Поцелуй, долгий и медленный, ясно продемонстрировал, как многому научился Александр со времени того первого неуклюжего объятия в крепостном дворе Лаву. Его руки ласкали с определенным, уверенным намерением. Даже больше чем наполовину нетрезвый, он знал, куда положить их и как сильно нажать, чтобы вызвать ответную негу.

Когда поцелуй закончился, Манди попробовала восстановить сбитое дыхание, чувствуя, как будто не только плоть, но и кости тают в истоме, но он не дал ей никакого времени, его губы ласкали и ласкали, в то время как он мягко откреплял брошку на ее платье.

Было самое время остановиться, оттолкнуть его, но то, что знал разум, тело жестко отвергало, стремясь к близости с Александром. Вино пело в ее голове, мир заволакивался дымкой, и ощущения, которые вызывал Александр, были просто восхитительны. И когда он задирал юбки и откреплял набедренную повязку, она нетерпеливо раздвинула бедра и подняла их так, чтобы он легко мог стянуть это с нее.

Он гладил место между ее бедрами, пока она не застонала, и когда стон изменил звук и застрял в ее горле, он вошел в нее и пресек ее голос другим поцелуем, который приплывал и отступал в ритме с движением его тела.

Его дыхание становилось все отрывистее, он дрожал от усиливающегося желания, и его плоть в ней становилась тверже и словно бы раздувалась.

Манди оторвала губы от его рта и прокричала через сжатые зубы. Ее ногти царапали влажную льняную рубашку Александра и впивались через ткань в сильную спину, когда раз за разом тонкие ощущения пробегали дрожью через ее поясницу. Александр тяжело дышал ей в ухо и с заключительным, мощным выпадом направил себя к экстазу завершения.

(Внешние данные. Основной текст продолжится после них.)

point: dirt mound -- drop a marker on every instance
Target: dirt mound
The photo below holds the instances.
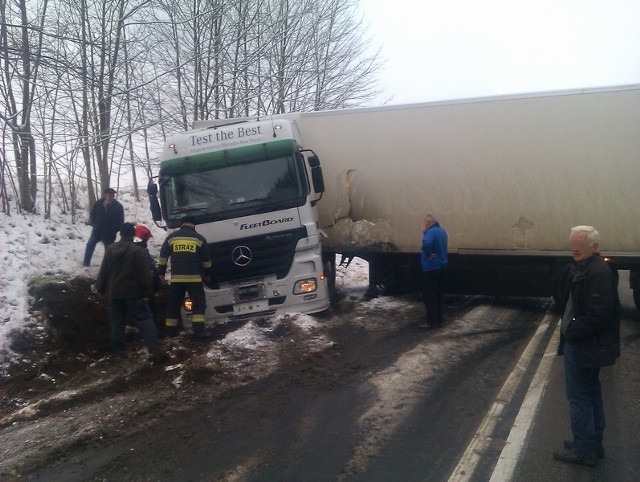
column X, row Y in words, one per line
column 72, row 312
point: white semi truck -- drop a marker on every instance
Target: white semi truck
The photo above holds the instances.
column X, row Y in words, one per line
column 507, row 177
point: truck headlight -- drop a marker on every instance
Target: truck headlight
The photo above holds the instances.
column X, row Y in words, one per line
column 305, row 286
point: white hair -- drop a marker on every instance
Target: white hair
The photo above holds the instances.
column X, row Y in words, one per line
column 593, row 236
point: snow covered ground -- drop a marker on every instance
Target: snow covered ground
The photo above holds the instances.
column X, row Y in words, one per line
column 31, row 245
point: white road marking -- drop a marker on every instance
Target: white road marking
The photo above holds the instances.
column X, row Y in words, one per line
column 516, row 442
column 473, row 454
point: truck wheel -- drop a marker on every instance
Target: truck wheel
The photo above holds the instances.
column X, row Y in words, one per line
column 329, row 261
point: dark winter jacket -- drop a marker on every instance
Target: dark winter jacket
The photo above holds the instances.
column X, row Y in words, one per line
column 433, row 255
column 189, row 253
column 591, row 319
column 124, row 273
column 106, row 219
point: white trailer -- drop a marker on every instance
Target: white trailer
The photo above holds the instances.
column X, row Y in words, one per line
column 507, row 177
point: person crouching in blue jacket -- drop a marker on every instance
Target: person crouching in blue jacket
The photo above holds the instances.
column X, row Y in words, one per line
column 434, row 260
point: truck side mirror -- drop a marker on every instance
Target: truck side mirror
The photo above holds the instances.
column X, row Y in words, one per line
column 314, row 161
column 316, row 173
column 154, row 204
column 318, row 179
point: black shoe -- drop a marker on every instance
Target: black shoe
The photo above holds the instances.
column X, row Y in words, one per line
column 568, row 444
column 171, row 331
column 430, row 326
column 159, row 356
column 573, row 457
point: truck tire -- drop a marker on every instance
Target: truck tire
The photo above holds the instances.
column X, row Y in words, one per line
column 329, row 265
column 634, row 284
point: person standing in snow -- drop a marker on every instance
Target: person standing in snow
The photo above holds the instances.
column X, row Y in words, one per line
column 141, row 238
column 190, row 263
column 125, row 279
column 589, row 341
column 434, row 260
column 106, row 218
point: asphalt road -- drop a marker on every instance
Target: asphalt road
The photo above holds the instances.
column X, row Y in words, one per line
column 400, row 404
column 387, row 403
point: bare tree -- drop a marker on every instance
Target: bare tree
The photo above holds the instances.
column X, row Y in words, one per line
column 21, row 69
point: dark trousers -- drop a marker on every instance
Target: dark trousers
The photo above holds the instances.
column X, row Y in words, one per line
column 585, row 403
column 176, row 298
column 92, row 242
column 433, row 295
column 134, row 312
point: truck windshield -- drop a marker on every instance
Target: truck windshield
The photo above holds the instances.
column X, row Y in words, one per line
column 228, row 191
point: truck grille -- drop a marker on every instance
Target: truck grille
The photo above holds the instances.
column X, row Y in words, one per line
column 271, row 254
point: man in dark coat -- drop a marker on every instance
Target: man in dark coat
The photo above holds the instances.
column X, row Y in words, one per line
column 434, row 261
column 106, row 218
column 590, row 340
column 125, row 279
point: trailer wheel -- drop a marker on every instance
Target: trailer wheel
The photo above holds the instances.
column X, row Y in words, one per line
column 560, row 285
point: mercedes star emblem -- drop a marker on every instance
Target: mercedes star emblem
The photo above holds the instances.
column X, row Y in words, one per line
column 241, row 255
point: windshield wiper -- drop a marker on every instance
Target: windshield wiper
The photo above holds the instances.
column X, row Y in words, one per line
column 190, row 208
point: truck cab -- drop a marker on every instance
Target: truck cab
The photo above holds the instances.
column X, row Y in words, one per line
column 253, row 191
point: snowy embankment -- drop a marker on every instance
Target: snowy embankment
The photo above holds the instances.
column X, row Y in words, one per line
column 32, row 246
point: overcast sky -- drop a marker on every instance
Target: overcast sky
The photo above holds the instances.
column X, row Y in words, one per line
column 451, row 49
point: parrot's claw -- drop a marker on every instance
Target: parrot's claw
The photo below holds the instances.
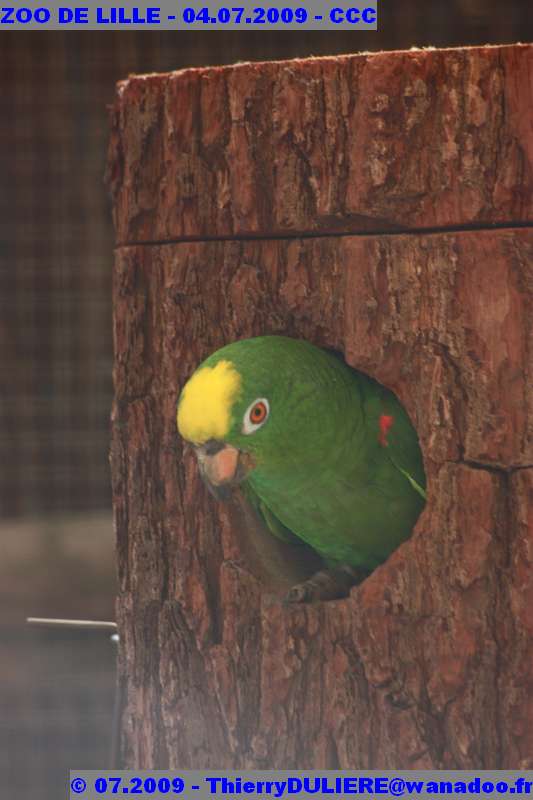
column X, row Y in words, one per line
column 327, row 584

Он перевернулся, чтобы не упасть на нее, его дыхание рвалось из горла, его глаза уже закрывались после физического выплеска, в котором соединялись вино, вожделение и удовлетворенная страсть.

Голова Манди продолжала кружиться. Место между ее бедрами горело и пульсировало. Она закрыла глаза и почувствовала себя лучше. Чувство утомления и сон стали окутывать ее, но ей было неудобно.

— Утром, — пробормотал Александр. — Поговорим утром.

— Мне холодно, обними меня.

Он повернулся и сжал ее в своих объятиях. Она чувствовала вино в его дыхании.

— В постели теплее, — пробормотал он.

Вместе они поползли под покрывала ложа, которое когда-то принадлежало ее родителям. Александр приглаживал ее волосы, погладил ее руку и начал храпеть.

Манди плотно прижалась к нему и через миг тоже уснула.

В холоде рассвета Манди пробудилась, дрожащая и одинокая, и немедленно почувствовала несколько неприятных ощущений. Сильно болели глаза, тошнило, и между бедрами чувствовалась унылая, влажная пульсация. Она тихо застонала и перевернулась, желая куда-нибудь исчезнуть.

Покрывало мягко тянулось по ее плечам, передавая теплоту, и на мгновение, растерянная, она подумала о своей матери. Но видение белой тонкой материнской руки было стремительно вытеснено видом длинного указательного пальца на загорелой руке с коротко подстриженными ногтями, и она сжала свои веки в страхе, но было слишком поздно. Другие, отвратительные образы переполнили ее внутренний взор: пальцы на местах гораздо более интимных, чем плечо, — поглаживание, игра на ее плоти подобно музыканту на арфе, пульсация между бедрами, пока она не познала одно только желание и сладость боли.

— Манди? — Голос Александра был встревоженный и мягкий.

Если бы она открыла глаза снова, то увидела бы его виноватый взгляд, но, не способная справиться, она притворилась, что была все еще безразлична к миру. Он уже оделся или она увидит его голым, если поднимет веки? Подкатила тошнота, поскольку она помнила волнообразность их тел вчера вечером в процессе удовлетворения желания. Возможно, это был только греховный сон; возможно, если оставаться с закрытыми глазами, это уйдет и не придется стоять перед холодным светом утра и вещами, о которых она предпочла бы не знать. Она лежала совершенно тихо, вынуждая себя дышать глубоко, пока он не убрал руку.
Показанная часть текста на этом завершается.